How Tax Reform Has Changed the Structure and Planning for Nonresident Aliens with U.S. Real Property Interests
Wolf Group International Tax Director Mishkin Santa recently interviewed International Tax Attorney David Gershel to solicit his perspectives on how the Tax Cuts and Jobs Act of 2017 (TCJA) has changed the structure and planning for nonresident aliens with U.S. real property interests.
David is an associate with the law firm of Grant, Herrmann, Schwartz & Klinger, LLP. He counsels high-net-worth individuals, multi-jurisdictional families, closely-held businesses, and fiduciaries on U.S. and international tax, wealth management, and estate and trust planning.
This article summarizes the questions and answers from the interview.
Prior to TCJA, most nonresident aliens used offshore structures to hold U.S. real property in an effort to shield them against U.S. estate tax. TCJA changed some of the rules that make this structure advantageous. Can you briefly discuss the changes and how they affect these structures? Do you have any recommendations or thoughts on how to optimize the structure for estate planning purposes under TCJA?

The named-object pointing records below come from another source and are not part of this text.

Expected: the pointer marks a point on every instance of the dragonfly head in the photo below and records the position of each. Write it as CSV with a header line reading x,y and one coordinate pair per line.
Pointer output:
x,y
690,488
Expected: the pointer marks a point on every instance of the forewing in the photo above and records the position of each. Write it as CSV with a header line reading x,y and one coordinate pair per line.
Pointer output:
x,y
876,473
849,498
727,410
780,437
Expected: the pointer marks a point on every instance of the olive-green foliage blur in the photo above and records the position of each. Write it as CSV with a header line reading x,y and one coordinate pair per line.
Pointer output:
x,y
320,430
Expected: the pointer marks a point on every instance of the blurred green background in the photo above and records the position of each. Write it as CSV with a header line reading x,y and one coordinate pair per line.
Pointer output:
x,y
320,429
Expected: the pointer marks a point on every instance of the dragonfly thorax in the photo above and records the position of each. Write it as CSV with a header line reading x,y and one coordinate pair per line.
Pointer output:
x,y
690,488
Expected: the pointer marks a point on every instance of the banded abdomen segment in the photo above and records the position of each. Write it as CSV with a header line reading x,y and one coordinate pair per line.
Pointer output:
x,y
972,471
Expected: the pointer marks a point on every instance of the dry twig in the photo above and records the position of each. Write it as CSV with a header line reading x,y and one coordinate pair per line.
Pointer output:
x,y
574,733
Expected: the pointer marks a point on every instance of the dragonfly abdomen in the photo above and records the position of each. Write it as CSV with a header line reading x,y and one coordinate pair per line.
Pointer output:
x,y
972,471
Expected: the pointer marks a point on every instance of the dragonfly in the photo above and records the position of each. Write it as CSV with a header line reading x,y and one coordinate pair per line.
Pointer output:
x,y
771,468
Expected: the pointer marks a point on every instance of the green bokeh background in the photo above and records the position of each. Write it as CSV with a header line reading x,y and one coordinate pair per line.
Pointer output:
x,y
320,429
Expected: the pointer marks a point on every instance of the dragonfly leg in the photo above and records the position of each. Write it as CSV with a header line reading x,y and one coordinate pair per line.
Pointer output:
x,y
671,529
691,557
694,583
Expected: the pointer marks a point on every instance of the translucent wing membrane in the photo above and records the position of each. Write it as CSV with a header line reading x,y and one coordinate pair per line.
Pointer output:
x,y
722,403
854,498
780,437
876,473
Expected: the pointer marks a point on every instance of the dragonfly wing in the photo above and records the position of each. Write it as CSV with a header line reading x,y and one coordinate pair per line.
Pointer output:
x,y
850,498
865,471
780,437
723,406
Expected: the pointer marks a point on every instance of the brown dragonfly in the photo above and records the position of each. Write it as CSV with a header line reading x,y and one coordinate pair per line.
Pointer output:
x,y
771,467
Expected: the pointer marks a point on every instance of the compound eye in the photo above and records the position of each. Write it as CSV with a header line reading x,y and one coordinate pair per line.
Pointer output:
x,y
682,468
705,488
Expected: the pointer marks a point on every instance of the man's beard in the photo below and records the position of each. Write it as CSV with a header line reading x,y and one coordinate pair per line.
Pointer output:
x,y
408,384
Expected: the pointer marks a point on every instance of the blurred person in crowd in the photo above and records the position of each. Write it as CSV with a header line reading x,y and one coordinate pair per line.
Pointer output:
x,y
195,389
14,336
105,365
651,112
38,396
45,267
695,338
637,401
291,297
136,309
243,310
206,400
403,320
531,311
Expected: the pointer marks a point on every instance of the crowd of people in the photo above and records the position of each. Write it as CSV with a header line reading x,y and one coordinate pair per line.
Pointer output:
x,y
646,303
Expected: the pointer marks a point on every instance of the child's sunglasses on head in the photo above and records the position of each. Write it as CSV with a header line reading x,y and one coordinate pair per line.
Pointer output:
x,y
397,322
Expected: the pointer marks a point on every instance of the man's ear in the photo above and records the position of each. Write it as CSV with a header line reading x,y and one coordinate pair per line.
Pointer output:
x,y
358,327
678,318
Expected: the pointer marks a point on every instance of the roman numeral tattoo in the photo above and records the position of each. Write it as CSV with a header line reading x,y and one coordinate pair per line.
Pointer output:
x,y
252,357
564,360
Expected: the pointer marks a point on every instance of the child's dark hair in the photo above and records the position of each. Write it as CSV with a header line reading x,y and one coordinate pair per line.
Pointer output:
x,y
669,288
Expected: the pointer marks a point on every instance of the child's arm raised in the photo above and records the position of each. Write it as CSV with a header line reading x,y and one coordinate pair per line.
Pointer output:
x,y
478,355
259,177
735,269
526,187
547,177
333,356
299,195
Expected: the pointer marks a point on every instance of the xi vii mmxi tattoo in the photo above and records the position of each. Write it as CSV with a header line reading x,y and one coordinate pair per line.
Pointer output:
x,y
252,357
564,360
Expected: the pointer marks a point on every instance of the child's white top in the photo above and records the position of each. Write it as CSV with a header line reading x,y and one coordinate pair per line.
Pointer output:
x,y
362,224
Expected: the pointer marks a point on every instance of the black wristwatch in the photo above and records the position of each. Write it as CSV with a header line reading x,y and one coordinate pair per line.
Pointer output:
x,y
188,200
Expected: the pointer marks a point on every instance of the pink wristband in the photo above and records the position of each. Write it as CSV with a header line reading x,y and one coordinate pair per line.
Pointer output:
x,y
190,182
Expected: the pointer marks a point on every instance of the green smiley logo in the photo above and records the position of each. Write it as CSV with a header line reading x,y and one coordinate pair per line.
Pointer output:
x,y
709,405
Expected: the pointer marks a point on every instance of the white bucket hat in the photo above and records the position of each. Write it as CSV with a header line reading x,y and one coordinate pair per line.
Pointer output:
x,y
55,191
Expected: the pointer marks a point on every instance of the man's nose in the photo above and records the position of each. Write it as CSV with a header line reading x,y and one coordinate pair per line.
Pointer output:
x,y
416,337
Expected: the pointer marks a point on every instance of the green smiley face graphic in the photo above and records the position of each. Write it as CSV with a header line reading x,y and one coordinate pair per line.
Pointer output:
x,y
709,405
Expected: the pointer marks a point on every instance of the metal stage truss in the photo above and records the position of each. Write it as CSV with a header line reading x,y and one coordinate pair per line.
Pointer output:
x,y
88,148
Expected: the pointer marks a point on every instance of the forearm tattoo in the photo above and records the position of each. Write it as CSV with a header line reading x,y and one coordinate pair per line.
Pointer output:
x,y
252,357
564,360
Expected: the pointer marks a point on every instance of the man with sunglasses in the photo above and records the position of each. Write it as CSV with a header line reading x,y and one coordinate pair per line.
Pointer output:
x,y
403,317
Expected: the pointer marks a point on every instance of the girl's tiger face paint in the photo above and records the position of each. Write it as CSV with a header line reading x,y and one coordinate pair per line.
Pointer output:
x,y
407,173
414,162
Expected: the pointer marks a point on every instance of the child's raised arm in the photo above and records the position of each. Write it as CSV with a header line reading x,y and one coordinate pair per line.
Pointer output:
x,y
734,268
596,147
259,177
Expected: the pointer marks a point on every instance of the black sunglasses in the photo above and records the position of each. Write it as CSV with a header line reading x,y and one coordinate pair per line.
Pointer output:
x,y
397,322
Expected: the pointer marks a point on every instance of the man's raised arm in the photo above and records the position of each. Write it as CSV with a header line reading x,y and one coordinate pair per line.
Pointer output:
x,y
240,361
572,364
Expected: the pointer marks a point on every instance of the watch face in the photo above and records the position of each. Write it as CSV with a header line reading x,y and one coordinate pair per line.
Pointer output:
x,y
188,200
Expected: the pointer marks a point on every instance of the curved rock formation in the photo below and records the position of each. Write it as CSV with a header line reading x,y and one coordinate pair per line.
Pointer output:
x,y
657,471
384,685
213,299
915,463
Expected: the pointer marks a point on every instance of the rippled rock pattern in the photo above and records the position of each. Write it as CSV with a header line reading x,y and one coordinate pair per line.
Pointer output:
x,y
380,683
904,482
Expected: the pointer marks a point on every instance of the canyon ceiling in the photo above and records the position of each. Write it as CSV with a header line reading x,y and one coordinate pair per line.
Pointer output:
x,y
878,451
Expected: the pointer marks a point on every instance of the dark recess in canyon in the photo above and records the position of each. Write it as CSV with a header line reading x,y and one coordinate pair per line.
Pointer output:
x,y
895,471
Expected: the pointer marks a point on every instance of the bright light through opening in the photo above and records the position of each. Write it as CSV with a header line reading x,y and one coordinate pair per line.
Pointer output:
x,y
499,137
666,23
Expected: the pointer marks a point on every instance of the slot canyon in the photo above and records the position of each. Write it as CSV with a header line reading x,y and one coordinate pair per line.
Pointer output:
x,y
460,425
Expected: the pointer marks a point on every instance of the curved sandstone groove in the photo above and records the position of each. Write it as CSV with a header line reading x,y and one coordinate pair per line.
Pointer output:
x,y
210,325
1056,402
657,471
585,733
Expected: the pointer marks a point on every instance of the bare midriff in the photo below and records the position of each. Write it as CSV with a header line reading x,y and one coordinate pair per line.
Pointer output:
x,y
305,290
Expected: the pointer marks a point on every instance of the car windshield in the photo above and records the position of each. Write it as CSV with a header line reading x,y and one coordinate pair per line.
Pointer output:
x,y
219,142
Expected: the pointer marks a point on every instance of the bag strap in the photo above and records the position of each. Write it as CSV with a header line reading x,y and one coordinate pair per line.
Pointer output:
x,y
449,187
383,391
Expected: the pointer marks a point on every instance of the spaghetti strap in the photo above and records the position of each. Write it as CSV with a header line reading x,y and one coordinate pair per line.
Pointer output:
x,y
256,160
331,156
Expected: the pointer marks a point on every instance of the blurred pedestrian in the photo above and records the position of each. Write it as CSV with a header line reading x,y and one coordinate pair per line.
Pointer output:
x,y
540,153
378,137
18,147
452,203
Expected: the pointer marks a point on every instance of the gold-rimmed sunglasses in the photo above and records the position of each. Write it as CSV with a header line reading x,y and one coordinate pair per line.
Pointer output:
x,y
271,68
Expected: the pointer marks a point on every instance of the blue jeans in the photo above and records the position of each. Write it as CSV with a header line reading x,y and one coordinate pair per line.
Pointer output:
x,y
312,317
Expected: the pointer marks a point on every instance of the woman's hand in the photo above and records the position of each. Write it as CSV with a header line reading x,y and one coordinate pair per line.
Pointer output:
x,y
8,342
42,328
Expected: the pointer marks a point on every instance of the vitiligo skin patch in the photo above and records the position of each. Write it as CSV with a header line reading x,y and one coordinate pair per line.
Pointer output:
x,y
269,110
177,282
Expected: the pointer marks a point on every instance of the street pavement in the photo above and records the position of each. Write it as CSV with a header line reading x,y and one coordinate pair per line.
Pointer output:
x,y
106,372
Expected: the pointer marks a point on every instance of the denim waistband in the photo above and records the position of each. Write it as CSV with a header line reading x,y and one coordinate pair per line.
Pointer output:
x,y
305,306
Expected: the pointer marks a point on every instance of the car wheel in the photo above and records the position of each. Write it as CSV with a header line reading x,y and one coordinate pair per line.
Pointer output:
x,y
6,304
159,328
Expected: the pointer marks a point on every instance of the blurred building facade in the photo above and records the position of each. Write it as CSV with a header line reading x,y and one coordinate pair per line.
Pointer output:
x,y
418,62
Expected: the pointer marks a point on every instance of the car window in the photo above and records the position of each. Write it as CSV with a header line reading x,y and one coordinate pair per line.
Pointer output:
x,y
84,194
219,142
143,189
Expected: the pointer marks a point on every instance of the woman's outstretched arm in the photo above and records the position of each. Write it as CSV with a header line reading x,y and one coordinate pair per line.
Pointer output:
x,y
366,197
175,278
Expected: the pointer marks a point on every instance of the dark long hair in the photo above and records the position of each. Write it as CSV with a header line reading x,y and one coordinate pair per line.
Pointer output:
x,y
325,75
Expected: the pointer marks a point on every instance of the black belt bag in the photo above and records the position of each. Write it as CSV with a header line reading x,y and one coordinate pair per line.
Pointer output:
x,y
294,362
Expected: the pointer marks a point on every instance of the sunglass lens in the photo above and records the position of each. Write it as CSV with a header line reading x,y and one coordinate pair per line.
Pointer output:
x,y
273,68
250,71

Offshore planning structures are still generally effective tools for mitigating U.S. estate tax for nonresident aliens. A typical pre-TCJA structure for a nonresident alien generally consisted of an offshore corporation holding a U.S. limited liability company (LLC).
Holding shares of a non-U.S. intangible (i.e., shares in the offshore corporation) generally ensures that the nonresident alien is holding a non-U.S. intangible asset that should not be subject to the U.S. gift or estate tax regime. The U.S. entity, rather than the non-U.S. corporation, should file the U.S. tax return and pay any taxes owed. This should also permit the LLC to sell the property without implicating the Foreign Investment in Real Property Tax Act (FIRPTA).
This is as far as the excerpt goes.